Enable savepoints by adding the savepoint directory to spec.flinkConfiguration.
Enable checkpoints by adding the checkpoint directory to spec.flinkConfiguration.
Enable periodic savepoints triggered by the Flink Operator by adding kubernetes.operator.periodic.savepoint.interval: 2h.
Set upgradeMode to savepoint to create savepoints and resume from them before each restart.

apiVersion: flink.apache.org/v1beta1
kind: FlinkDeployment
metadata:
  name: flink-kubernetes-tutorial
spec:
  image: [***REGISTRY HOST***]:[***PORT***]/[***PROJECT***]/flink-kubernetes-tutorial:latest
  flinkVersion: v1_18
  flinkConfiguration:
    taskmanager.numberOfTaskSlots: "4"
    state.savepoints.dir: file:///opt/flink/durable/savepoints
    state.checkpoints.dir: file:///opt/flink/durable/checkpoints
    high-availability.storageDir: file:///opt/flink/durable/ha
    kubernetes.operator.periodic.savepoint.interval: 2h
  serviceAccount: flink
  mode: native
  jobManager:
    resource:
      memory: "2048m"
      cpu: 1
  taskManager:
    resource:
      memory: "2048m"
      cpu: 1
  podTemplate:
    spec:
      containers:
        - name: flink-main-container
          volumeMounts:
            - mountPath: /opt/flink/durable
              name: flink-volume
      volumes:
        - name: flink-volume
          nfs:
            server: my-nfs-server.example.com
            path: /data/flink/
  job:
    args: ["--rowsPerSec", "10", "--outputPath", "/opt/flink/durable"]
    jarURI: local:///opt/flink/usrlib/flink-kubernetes-tutorial.jar
    parallelism: 4
    state: running
    upgradeMode: savepoint

You can use the following commands to create the new deployment:

kubectl -n flink delete FlinkDeployment flink-kubernetes-tutorial
kubectl -n flink apply -f flink-deployment.yaml

After the application is running, you trigger a savepoint using the following command:

kubectl -n flink patch FlinkDeployment flink-kubernetes-tutorial \
    --type=merge \
    --patch='{"spec":{"job":{"savepointTriggerNonce":1234}}}'

In case the application is suspended, the Flink Operator automatically creates a savepoint and resumes the application from the savepoint when restarted.

The Flink Operator automatically keeps track of the savepoint history, whether it’s triggered automatically by an upgrade or manually (ad-hoc or by a periodic task). You can configure an automatic removal of older savepoints by changing the cleanup behavior as shown in the following example:

kubernetes.operator.savepoint.history.max.age: 24 h
kubernetes.operator.savepoint.history.max.count: 5

You can disable the savepoint cleanup completely by setting the kubernetes.operator.savepoint.cleanup.enabled property to false. In this case, the Flink Operator still collects and saves the savepoint history, but does not perform any cleanup operations.
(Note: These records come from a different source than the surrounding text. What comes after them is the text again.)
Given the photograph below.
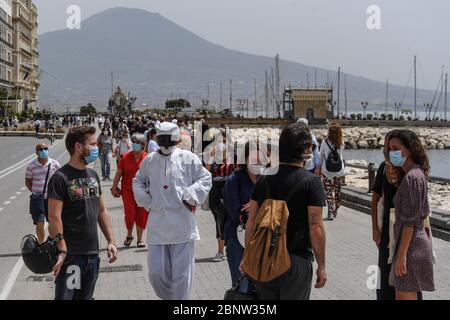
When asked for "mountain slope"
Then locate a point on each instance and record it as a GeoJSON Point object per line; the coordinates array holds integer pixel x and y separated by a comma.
{"type": "Point", "coordinates": [153, 57]}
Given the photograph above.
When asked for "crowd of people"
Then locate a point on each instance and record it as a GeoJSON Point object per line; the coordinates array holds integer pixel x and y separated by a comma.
{"type": "Point", "coordinates": [163, 184]}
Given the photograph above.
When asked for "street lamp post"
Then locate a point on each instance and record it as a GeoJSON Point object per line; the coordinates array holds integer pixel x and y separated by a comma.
{"type": "Point", "coordinates": [364, 105]}
{"type": "Point", "coordinates": [397, 109]}
{"type": "Point", "coordinates": [332, 104]}
{"type": "Point", "coordinates": [428, 107]}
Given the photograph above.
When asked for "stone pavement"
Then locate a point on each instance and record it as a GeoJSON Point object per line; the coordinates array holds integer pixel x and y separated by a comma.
{"type": "Point", "coordinates": [350, 251]}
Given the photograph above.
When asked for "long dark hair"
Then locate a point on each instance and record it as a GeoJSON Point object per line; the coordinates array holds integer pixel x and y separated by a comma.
{"type": "Point", "coordinates": [412, 142]}
{"type": "Point", "coordinates": [335, 135]}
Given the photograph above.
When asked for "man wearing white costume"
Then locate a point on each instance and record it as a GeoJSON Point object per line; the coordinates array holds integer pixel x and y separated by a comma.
{"type": "Point", "coordinates": [171, 183]}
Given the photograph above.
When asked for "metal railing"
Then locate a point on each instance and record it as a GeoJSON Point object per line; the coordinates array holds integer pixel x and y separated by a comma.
{"type": "Point", "coordinates": [372, 170]}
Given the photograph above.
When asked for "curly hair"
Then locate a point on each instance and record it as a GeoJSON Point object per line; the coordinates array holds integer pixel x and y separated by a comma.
{"type": "Point", "coordinates": [294, 141]}
{"type": "Point", "coordinates": [412, 142]}
{"type": "Point", "coordinates": [335, 135]}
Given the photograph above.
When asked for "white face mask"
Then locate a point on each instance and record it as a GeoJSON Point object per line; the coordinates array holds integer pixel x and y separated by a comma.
{"type": "Point", "coordinates": [255, 169]}
{"type": "Point", "coordinates": [309, 164]}
{"type": "Point", "coordinates": [167, 151]}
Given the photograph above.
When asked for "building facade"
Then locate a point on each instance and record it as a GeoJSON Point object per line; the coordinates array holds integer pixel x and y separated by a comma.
{"type": "Point", "coordinates": [312, 104]}
{"type": "Point", "coordinates": [6, 46]}
{"type": "Point", "coordinates": [25, 54]}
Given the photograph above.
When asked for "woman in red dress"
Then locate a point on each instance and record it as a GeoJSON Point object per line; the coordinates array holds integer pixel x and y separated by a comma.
{"type": "Point", "coordinates": [128, 167]}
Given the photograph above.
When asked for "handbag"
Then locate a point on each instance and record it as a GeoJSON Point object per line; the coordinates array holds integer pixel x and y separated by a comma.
{"type": "Point", "coordinates": [205, 205]}
{"type": "Point", "coordinates": [37, 201]}
{"type": "Point", "coordinates": [235, 294]}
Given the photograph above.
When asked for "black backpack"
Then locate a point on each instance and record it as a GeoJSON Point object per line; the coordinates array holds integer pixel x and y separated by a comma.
{"type": "Point", "coordinates": [334, 161]}
{"type": "Point", "coordinates": [39, 258]}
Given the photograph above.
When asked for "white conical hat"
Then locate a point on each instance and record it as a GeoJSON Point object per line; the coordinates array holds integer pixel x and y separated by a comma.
{"type": "Point", "coordinates": [241, 235]}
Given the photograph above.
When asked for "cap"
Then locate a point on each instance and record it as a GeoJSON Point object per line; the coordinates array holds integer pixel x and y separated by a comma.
{"type": "Point", "coordinates": [168, 129]}
{"type": "Point", "coordinates": [303, 121]}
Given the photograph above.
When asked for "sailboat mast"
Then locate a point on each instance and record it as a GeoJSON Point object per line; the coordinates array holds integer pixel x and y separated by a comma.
{"type": "Point", "coordinates": [387, 97]}
{"type": "Point", "coordinates": [339, 90]}
{"type": "Point", "coordinates": [445, 101]}
{"type": "Point", "coordinates": [345, 92]}
{"type": "Point", "coordinates": [256, 99]}
{"type": "Point", "coordinates": [315, 79]}
{"type": "Point", "coordinates": [221, 94]}
{"type": "Point", "coordinates": [415, 87]}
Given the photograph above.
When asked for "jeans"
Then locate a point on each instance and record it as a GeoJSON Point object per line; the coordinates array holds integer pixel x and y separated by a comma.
{"type": "Point", "coordinates": [105, 164]}
{"type": "Point", "coordinates": [77, 277]}
{"type": "Point", "coordinates": [235, 253]}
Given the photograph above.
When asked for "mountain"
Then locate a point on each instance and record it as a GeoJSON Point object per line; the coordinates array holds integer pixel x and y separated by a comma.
{"type": "Point", "coordinates": [154, 58]}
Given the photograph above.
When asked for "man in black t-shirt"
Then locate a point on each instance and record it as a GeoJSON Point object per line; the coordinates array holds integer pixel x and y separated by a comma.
{"type": "Point", "coordinates": [305, 229]}
{"type": "Point", "coordinates": [76, 208]}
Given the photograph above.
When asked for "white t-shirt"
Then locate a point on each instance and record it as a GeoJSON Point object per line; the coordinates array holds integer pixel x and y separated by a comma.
{"type": "Point", "coordinates": [324, 152]}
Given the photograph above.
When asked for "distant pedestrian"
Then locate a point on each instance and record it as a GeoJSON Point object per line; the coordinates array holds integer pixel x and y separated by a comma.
{"type": "Point", "coordinates": [76, 211]}
{"type": "Point", "coordinates": [384, 190]}
{"type": "Point", "coordinates": [412, 268]}
{"type": "Point", "coordinates": [126, 171]}
{"type": "Point", "coordinates": [332, 168]}
{"type": "Point", "coordinates": [123, 147]}
{"type": "Point", "coordinates": [152, 145]}
{"type": "Point", "coordinates": [236, 195]}
{"type": "Point", "coordinates": [37, 126]}
{"type": "Point", "coordinates": [106, 145]}
{"type": "Point", "coordinates": [185, 137]}
{"type": "Point", "coordinates": [171, 183]}
{"type": "Point", "coordinates": [304, 195]}
{"type": "Point", "coordinates": [312, 164]}
{"type": "Point", "coordinates": [221, 167]}
{"type": "Point", "coordinates": [37, 176]}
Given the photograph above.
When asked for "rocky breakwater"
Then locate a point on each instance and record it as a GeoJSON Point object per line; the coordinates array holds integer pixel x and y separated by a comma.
{"type": "Point", "coordinates": [355, 138]}
{"type": "Point", "coordinates": [373, 138]}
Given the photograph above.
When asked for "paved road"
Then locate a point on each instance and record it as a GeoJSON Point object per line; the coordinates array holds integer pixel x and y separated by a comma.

Additional savepoint operations

Even though savepoints are triggered automatically during an upgrade process, you can also trigger a savepoint manually or periodically. These configurations are optional and have no impact on the automatic savepoint triggering, and not required for the correct operation of the Flink cluster.

Manually triggering a savepoint

You can use the savepointTriggerNonce property in spec.job to create a new savepoint by defining a new (different or random) value to the property:

job:
    ...
    savepointTriggerNonce: 123

This change will be applied by the Flink Operator as described in the previous sections.

Periodically triggering a savepoint

You can use the kubernetes.operator.periodic.savepoint.interval property, on a per-job level, to trigger a savepoint after a specified period:

flinkConfiguration:
    ...
    kubernetes.operator.periodic.savepoint.interval: 6h

The timely execution of the periodic savepoint is not guaranteed as it can be delayed due to unhealthy job status or other user operation.